What's the Right Trust For Me?
Dec 02, 2012
We received the following question from a reader:
"Which type of estate trusts do you recommend or prefer, revocable or irrevocable, and why ?"
Since this a blog, it would be impossible to fully answer this question, but I am going to give some of my general feedback on this question.
First, a revocable trust means just that. It can be "revoked" at any time during life and it is usually only at death that it becomes irrevocable. There is no completed gift when assets are placed into this type of trust and generally, these trusts are used to avoid probate especially if you have properties in multiple states.
Second, sometimes I will hear a promotion of a revocable trust being much better than a will since it will save estate taxes. Generally, a properly drawn will will provide the same amount of tax savings as any revocable living trust. The primary savings to the revocable trust is the probate savings.

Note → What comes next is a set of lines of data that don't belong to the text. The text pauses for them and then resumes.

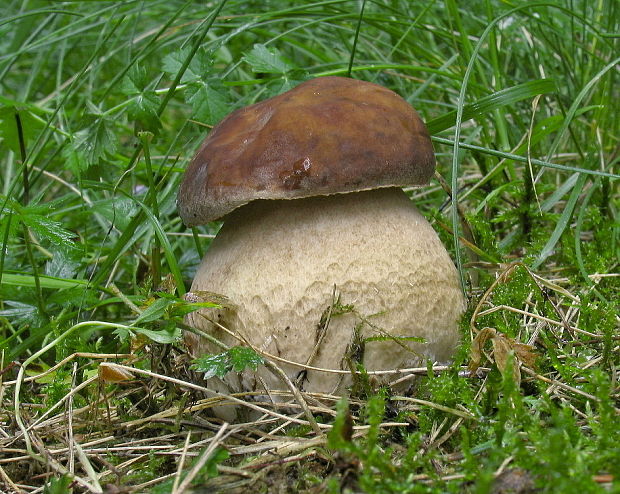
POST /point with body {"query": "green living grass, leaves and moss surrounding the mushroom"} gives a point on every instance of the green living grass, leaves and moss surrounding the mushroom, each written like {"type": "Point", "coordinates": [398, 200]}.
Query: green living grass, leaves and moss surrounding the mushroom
{"type": "Point", "coordinates": [103, 103]}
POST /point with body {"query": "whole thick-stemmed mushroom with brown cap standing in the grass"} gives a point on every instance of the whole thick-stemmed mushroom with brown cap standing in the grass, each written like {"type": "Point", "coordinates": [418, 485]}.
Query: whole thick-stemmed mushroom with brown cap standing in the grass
{"type": "Point", "coordinates": [309, 183]}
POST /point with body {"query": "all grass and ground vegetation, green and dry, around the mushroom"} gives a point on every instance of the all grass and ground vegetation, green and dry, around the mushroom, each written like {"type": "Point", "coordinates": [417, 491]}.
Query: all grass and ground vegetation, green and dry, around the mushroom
{"type": "Point", "coordinates": [102, 105]}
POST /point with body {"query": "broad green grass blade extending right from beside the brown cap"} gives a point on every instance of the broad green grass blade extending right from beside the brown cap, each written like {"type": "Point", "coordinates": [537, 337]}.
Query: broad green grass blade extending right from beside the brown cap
{"type": "Point", "coordinates": [493, 101]}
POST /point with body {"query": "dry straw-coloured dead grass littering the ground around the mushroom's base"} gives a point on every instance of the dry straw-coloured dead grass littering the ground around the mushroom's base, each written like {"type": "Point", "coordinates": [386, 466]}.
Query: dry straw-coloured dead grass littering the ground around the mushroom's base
{"type": "Point", "coordinates": [140, 428]}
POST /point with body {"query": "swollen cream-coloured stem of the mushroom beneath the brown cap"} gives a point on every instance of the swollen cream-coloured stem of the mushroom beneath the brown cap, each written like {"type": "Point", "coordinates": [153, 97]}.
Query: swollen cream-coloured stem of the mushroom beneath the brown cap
{"type": "Point", "coordinates": [279, 261]}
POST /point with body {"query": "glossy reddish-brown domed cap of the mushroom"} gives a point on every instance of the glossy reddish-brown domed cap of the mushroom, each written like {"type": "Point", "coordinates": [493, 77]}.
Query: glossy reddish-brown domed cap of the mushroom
{"type": "Point", "coordinates": [329, 135]}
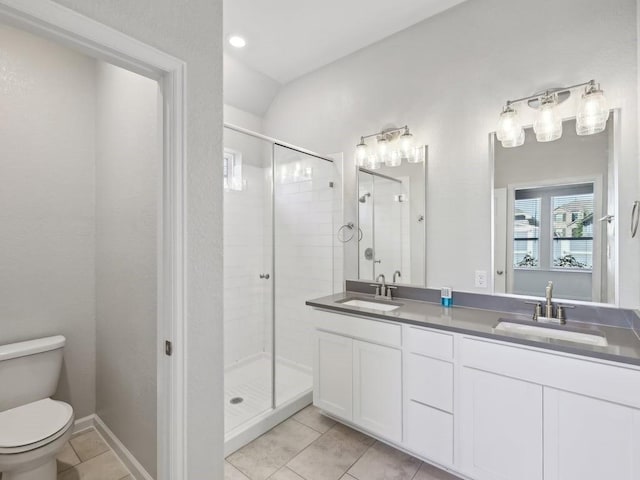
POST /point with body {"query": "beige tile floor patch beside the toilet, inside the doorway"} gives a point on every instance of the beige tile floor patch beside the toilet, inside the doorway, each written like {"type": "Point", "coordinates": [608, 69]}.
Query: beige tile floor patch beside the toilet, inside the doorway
{"type": "Point", "coordinates": [87, 457]}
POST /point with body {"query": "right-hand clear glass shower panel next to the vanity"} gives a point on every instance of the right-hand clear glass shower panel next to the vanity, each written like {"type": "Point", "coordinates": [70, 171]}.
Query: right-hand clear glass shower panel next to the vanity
{"type": "Point", "coordinates": [304, 204]}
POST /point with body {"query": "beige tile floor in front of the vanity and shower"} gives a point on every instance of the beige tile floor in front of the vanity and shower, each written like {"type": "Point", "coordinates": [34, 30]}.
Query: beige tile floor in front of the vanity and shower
{"type": "Point", "coordinates": [310, 446]}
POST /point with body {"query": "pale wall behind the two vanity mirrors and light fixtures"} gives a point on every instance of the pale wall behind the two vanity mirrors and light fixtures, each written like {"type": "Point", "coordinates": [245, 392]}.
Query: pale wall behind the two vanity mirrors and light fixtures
{"type": "Point", "coordinates": [448, 78]}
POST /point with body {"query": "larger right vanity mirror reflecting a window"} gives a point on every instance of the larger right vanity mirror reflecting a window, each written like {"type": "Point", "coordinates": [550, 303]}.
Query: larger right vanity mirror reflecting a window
{"type": "Point", "coordinates": [554, 216]}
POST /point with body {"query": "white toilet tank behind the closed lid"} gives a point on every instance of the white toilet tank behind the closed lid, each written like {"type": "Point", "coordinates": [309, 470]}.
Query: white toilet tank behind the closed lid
{"type": "Point", "coordinates": [29, 371]}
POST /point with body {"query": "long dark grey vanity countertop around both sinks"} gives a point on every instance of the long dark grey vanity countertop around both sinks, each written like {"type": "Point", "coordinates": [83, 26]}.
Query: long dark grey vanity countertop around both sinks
{"type": "Point", "coordinates": [624, 344]}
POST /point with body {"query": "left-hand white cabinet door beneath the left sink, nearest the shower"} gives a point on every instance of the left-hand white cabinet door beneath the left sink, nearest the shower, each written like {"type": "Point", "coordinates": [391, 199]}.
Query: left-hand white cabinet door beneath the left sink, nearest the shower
{"type": "Point", "coordinates": [332, 379]}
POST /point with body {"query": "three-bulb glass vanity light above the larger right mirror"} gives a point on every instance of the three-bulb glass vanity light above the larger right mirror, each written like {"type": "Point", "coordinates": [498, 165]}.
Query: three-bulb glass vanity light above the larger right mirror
{"type": "Point", "coordinates": [591, 117]}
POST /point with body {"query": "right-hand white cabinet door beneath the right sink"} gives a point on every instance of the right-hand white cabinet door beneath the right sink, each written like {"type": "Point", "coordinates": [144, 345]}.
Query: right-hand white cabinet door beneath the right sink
{"type": "Point", "coordinates": [589, 439]}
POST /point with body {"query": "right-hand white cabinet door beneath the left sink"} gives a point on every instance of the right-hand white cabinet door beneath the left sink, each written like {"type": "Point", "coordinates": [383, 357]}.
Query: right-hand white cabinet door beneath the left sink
{"type": "Point", "coordinates": [377, 389]}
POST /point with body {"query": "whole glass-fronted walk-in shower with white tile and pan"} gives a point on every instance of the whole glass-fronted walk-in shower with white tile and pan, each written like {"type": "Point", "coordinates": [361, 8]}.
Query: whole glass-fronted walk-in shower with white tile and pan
{"type": "Point", "coordinates": [279, 208]}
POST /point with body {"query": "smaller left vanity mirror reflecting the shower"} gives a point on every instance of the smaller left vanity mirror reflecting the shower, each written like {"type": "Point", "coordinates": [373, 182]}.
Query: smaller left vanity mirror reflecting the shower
{"type": "Point", "coordinates": [391, 218]}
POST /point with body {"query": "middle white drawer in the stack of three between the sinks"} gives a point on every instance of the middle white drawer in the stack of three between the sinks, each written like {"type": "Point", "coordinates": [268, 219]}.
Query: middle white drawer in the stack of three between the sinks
{"type": "Point", "coordinates": [430, 381]}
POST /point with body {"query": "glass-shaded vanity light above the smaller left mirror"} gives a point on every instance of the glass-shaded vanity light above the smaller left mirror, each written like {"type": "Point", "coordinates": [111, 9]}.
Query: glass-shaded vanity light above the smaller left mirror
{"type": "Point", "coordinates": [393, 145]}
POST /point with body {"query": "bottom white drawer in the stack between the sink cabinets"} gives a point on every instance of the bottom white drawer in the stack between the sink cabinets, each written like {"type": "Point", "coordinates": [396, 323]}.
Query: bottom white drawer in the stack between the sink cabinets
{"type": "Point", "coordinates": [430, 433]}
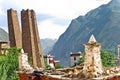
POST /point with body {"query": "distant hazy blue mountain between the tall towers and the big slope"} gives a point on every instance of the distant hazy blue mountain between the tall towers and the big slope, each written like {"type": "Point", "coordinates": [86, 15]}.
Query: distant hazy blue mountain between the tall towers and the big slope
{"type": "Point", "coordinates": [47, 45]}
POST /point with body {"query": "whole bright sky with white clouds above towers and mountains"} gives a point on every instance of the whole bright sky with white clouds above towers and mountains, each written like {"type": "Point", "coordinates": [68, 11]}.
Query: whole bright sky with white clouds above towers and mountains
{"type": "Point", "coordinates": [53, 16]}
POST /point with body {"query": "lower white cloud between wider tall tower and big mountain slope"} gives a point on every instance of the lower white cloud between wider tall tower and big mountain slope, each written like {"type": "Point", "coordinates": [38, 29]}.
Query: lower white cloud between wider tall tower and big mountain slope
{"type": "Point", "coordinates": [47, 29]}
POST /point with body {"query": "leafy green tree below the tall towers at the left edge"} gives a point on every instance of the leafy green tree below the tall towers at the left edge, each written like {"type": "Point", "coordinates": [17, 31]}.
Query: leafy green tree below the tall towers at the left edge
{"type": "Point", "coordinates": [9, 64]}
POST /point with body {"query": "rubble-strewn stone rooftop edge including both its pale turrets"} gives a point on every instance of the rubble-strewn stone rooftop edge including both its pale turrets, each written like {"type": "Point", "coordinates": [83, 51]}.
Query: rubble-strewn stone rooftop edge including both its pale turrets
{"type": "Point", "coordinates": [91, 69]}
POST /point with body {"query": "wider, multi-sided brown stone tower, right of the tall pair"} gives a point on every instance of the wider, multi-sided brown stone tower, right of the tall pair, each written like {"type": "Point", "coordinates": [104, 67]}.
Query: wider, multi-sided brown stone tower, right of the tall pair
{"type": "Point", "coordinates": [30, 38]}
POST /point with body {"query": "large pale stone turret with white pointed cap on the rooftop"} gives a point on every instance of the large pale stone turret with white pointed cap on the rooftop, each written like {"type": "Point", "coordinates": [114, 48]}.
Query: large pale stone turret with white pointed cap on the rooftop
{"type": "Point", "coordinates": [92, 64]}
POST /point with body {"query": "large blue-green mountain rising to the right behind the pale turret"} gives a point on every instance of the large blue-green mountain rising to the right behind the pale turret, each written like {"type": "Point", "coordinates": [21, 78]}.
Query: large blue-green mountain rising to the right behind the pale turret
{"type": "Point", "coordinates": [103, 22]}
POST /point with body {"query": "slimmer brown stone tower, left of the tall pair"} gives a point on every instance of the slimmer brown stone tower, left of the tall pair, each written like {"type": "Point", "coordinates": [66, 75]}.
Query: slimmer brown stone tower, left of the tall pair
{"type": "Point", "coordinates": [14, 29]}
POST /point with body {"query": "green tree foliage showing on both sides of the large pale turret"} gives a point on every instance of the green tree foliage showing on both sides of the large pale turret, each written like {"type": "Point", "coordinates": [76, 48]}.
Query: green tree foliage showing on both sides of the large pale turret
{"type": "Point", "coordinates": [108, 59]}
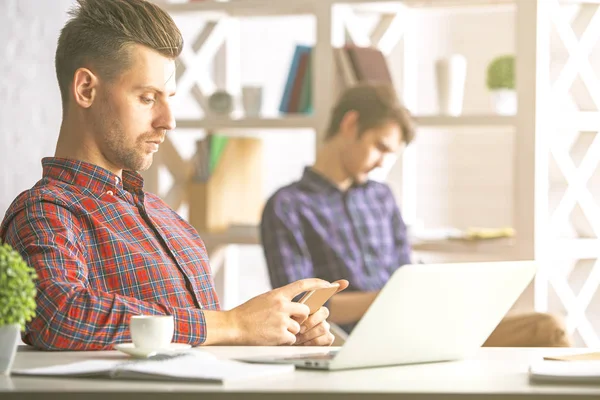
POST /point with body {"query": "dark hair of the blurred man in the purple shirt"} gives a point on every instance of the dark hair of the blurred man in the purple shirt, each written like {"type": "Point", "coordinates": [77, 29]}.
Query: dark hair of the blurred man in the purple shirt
{"type": "Point", "coordinates": [376, 105]}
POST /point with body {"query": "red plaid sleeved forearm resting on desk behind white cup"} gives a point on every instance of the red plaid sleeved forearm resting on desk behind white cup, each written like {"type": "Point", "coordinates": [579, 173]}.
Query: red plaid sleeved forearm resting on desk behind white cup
{"type": "Point", "coordinates": [71, 318]}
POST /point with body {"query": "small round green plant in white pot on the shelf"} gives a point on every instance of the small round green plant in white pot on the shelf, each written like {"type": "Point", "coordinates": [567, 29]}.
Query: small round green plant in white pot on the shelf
{"type": "Point", "coordinates": [501, 83]}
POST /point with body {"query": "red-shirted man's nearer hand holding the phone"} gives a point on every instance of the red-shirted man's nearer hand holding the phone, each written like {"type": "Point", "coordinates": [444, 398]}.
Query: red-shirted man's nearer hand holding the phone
{"type": "Point", "coordinates": [272, 319]}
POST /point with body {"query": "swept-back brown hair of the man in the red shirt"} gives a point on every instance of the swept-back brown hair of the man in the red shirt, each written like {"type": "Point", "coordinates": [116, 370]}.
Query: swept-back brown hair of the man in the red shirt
{"type": "Point", "coordinates": [100, 32]}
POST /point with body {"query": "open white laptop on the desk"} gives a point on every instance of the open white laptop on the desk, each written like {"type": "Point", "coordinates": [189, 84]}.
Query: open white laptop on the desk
{"type": "Point", "coordinates": [425, 313]}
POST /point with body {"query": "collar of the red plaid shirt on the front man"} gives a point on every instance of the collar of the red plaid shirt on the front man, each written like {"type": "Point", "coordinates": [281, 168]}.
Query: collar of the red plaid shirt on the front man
{"type": "Point", "coordinates": [89, 176]}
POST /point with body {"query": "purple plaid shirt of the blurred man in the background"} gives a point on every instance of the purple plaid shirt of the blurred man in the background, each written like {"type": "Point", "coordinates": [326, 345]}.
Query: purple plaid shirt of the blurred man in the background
{"type": "Point", "coordinates": [312, 229]}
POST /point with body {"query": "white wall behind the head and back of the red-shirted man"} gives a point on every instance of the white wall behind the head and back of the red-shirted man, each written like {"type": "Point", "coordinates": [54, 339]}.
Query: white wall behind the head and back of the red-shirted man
{"type": "Point", "coordinates": [29, 97]}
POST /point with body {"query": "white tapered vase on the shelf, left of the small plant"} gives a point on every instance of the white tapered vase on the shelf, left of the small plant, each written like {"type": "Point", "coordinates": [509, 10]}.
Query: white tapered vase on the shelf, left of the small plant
{"type": "Point", "coordinates": [451, 74]}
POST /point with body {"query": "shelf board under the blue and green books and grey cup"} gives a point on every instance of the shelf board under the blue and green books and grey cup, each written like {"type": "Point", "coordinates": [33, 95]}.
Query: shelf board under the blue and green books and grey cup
{"type": "Point", "coordinates": [288, 122]}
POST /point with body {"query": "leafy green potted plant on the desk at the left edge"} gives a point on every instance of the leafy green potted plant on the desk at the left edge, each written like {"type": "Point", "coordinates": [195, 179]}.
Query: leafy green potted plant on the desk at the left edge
{"type": "Point", "coordinates": [17, 302]}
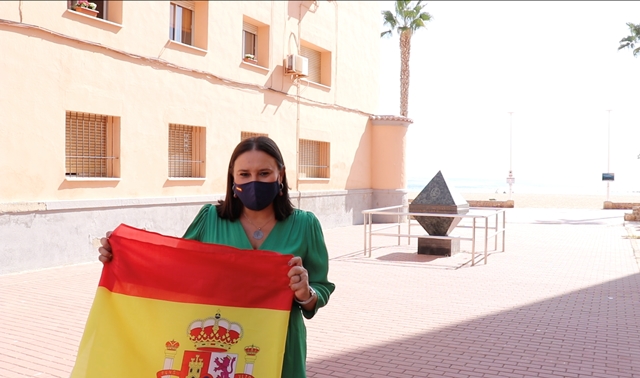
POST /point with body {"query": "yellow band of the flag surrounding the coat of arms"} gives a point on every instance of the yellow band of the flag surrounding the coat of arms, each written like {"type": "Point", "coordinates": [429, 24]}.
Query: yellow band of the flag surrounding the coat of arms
{"type": "Point", "coordinates": [125, 343]}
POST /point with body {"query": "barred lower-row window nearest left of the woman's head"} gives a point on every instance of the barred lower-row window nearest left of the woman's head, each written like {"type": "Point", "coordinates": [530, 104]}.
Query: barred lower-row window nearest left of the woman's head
{"type": "Point", "coordinates": [186, 151]}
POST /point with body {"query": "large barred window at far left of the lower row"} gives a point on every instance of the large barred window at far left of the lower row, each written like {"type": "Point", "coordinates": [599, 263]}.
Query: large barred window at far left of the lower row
{"type": "Point", "coordinates": [92, 144]}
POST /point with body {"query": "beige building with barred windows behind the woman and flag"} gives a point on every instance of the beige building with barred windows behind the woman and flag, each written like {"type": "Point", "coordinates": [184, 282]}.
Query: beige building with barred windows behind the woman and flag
{"type": "Point", "coordinates": [129, 115]}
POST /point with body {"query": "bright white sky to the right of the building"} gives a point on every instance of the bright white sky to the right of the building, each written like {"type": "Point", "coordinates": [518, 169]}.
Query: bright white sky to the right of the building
{"type": "Point", "coordinates": [554, 65]}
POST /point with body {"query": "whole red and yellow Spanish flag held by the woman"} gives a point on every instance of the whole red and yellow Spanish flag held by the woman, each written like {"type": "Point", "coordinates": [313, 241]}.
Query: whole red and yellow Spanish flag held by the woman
{"type": "Point", "coordinates": [169, 307]}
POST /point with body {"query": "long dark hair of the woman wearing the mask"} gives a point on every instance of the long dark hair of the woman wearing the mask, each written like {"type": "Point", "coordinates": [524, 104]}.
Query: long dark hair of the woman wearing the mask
{"type": "Point", "coordinates": [231, 207]}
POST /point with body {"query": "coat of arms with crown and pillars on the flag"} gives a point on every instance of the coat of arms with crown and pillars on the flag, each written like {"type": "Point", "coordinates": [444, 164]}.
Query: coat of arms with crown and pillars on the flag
{"type": "Point", "coordinates": [213, 339]}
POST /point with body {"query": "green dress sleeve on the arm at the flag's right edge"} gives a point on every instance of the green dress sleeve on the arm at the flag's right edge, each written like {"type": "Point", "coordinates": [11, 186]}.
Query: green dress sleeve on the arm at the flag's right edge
{"type": "Point", "coordinates": [316, 262]}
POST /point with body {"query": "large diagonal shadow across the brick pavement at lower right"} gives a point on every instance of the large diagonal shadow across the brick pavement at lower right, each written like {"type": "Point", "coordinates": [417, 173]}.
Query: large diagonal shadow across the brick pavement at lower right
{"type": "Point", "coordinates": [590, 332]}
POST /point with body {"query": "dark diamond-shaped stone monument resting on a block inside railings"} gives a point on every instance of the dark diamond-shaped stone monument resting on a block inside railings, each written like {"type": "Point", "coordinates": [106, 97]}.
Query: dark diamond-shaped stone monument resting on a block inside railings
{"type": "Point", "coordinates": [439, 197]}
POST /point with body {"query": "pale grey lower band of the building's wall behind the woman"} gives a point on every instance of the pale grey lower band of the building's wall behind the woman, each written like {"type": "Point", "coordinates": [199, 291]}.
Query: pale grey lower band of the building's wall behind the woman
{"type": "Point", "coordinates": [47, 234]}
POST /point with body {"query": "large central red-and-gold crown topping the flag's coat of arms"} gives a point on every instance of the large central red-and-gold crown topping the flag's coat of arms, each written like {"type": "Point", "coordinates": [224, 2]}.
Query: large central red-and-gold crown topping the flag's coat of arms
{"type": "Point", "coordinates": [214, 334]}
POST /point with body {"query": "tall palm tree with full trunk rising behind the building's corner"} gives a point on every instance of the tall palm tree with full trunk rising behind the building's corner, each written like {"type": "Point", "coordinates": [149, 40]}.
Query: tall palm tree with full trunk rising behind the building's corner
{"type": "Point", "coordinates": [406, 20]}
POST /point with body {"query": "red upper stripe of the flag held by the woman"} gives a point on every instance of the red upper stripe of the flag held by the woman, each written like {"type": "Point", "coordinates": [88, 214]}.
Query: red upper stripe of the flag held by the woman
{"type": "Point", "coordinates": [151, 265]}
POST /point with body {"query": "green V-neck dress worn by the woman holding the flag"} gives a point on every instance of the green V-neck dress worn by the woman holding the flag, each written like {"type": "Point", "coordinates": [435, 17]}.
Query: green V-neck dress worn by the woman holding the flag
{"type": "Point", "coordinates": [299, 235]}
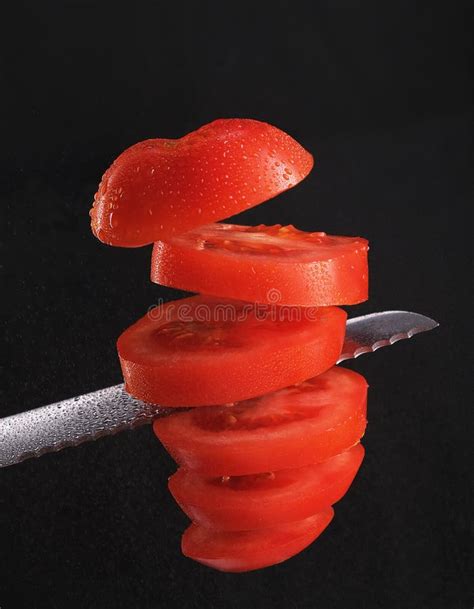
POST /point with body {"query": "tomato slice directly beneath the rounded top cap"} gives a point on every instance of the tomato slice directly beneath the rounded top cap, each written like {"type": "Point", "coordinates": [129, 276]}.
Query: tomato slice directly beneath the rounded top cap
{"type": "Point", "coordinates": [264, 264]}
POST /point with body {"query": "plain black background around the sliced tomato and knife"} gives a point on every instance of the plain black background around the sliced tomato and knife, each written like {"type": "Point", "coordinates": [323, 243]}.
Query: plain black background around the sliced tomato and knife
{"type": "Point", "coordinates": [379, 92]}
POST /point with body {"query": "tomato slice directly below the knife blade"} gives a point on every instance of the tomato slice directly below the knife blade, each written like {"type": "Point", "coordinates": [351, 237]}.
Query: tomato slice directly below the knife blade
{"type": "Point", "coordinates": [293, 427]}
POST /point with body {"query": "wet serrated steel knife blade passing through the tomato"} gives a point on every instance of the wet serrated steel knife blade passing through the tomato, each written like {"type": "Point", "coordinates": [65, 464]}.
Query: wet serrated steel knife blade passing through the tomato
{"type": "Point", "coordinates": [107, 411]}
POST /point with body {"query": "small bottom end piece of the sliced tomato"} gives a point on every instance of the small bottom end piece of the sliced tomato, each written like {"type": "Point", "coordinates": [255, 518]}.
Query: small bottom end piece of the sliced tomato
{"type": "Point", "coordinates": [238, 551]}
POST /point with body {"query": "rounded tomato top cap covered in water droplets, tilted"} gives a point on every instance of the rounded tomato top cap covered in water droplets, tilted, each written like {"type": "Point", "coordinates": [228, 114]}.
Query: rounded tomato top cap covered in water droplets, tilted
{"type": "Point", "coordinates": [159, 187]}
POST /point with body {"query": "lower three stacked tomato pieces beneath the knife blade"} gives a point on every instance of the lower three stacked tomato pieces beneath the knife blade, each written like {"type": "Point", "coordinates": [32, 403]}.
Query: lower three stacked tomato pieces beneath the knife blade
{"type": "Point", "coordinates": [271, 466]}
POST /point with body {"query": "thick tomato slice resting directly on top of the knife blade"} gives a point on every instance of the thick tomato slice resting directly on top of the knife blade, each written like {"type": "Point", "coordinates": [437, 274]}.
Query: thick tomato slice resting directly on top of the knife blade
{"type": "Point", "coordinates": [201, 351]}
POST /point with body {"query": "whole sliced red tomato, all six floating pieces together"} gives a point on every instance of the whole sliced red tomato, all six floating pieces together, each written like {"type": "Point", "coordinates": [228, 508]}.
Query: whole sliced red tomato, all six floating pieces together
{"type": "Point", "coordinates": [272, 440]}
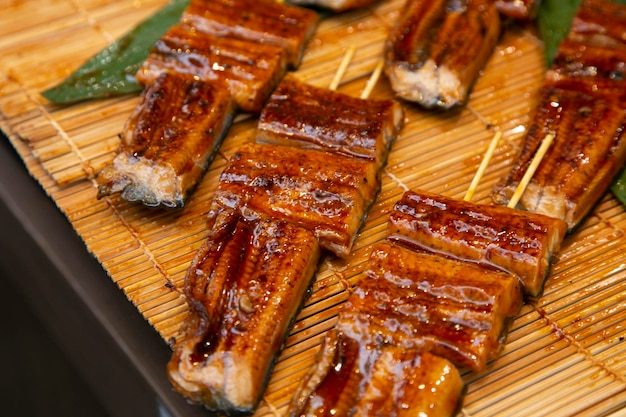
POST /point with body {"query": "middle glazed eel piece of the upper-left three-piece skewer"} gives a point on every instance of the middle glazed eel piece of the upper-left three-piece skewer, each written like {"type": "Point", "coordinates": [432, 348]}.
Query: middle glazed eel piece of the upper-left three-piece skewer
{"type": "Point", "coordinates": [251, 70]}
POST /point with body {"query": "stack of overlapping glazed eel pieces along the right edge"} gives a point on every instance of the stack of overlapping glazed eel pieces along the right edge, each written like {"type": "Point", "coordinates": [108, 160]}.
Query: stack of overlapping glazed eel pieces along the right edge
{"type": "Point", "coordinates": [582, 104]}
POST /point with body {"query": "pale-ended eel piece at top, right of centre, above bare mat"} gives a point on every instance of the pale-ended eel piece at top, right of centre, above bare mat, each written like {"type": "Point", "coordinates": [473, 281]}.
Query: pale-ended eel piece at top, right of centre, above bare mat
{"type": "Point", "coordinates": [437, 48]}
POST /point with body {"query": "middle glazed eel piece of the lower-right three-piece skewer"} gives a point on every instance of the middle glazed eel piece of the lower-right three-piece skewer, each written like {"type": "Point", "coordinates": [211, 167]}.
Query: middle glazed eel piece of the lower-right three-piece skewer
{"type": "Point", "coordinates": [418, 300]}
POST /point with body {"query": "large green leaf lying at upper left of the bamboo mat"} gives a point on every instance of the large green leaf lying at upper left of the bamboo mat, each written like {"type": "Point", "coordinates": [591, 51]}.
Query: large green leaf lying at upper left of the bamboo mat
{"type": "Point", "coordinates": [111, 72]}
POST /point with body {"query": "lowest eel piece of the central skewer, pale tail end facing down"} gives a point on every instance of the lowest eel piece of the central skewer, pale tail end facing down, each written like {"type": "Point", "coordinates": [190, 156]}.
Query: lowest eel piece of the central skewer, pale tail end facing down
{"type": "Point", "coordinates": [244, 288]}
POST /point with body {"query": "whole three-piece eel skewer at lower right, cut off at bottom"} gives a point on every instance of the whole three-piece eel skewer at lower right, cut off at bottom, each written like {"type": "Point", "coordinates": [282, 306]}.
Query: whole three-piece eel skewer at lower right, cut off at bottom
{"type": "Point", "coordinates": [437, 296]}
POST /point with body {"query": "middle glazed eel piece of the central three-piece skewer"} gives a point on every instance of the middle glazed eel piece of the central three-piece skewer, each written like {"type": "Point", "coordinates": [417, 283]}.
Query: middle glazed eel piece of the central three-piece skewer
{"type": "Point", "coordinates": [325, 193]}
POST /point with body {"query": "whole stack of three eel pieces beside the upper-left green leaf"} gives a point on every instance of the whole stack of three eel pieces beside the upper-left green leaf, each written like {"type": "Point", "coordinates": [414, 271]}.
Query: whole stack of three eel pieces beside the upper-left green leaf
{"type": "Point", "coordinates": [223, 56]}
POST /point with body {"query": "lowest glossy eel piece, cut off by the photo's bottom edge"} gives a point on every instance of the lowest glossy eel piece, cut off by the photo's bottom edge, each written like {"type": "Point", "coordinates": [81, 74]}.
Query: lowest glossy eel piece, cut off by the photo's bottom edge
{"type": "Point", "coordinates": [353, 380]}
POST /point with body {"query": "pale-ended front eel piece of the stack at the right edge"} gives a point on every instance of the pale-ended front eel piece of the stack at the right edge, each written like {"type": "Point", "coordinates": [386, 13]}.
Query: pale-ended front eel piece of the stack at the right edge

Third, to achieve lifetime gifts using a trust, you will generally need to use an irrevocable trust. Once the assets are placed into this type of trust, you have made a completed gift and any appreciation on these gifts will be excluded from your estate.
Fourth, in many cases, you may want to use what is known as an intentionally defective grantor trust to make lifetime gifts. The benefit of these trusts is that the assets are excluded from your estate, however, the income generated will continue to be reported by you on your income tax return. This prevents some of the issues associated with kids and grandkids getting schedule k1s showing a large amount income and wondering where there cash is. Also, any taxes paid by you are not considered a gift and thus, will continue to reduce your estate.
Fifth, there are many other types of trusts that would take to long to expound upon. In general, if your primary goal is to avoid probate costs, use a revocable trust. If your primary goal is to make lifetime gifts, you an irrevocable trust.
The use of a trust can be extremely complicated and you must discuss this with your advisor, but with the rapid increase in land prices, now is the time for that discussion.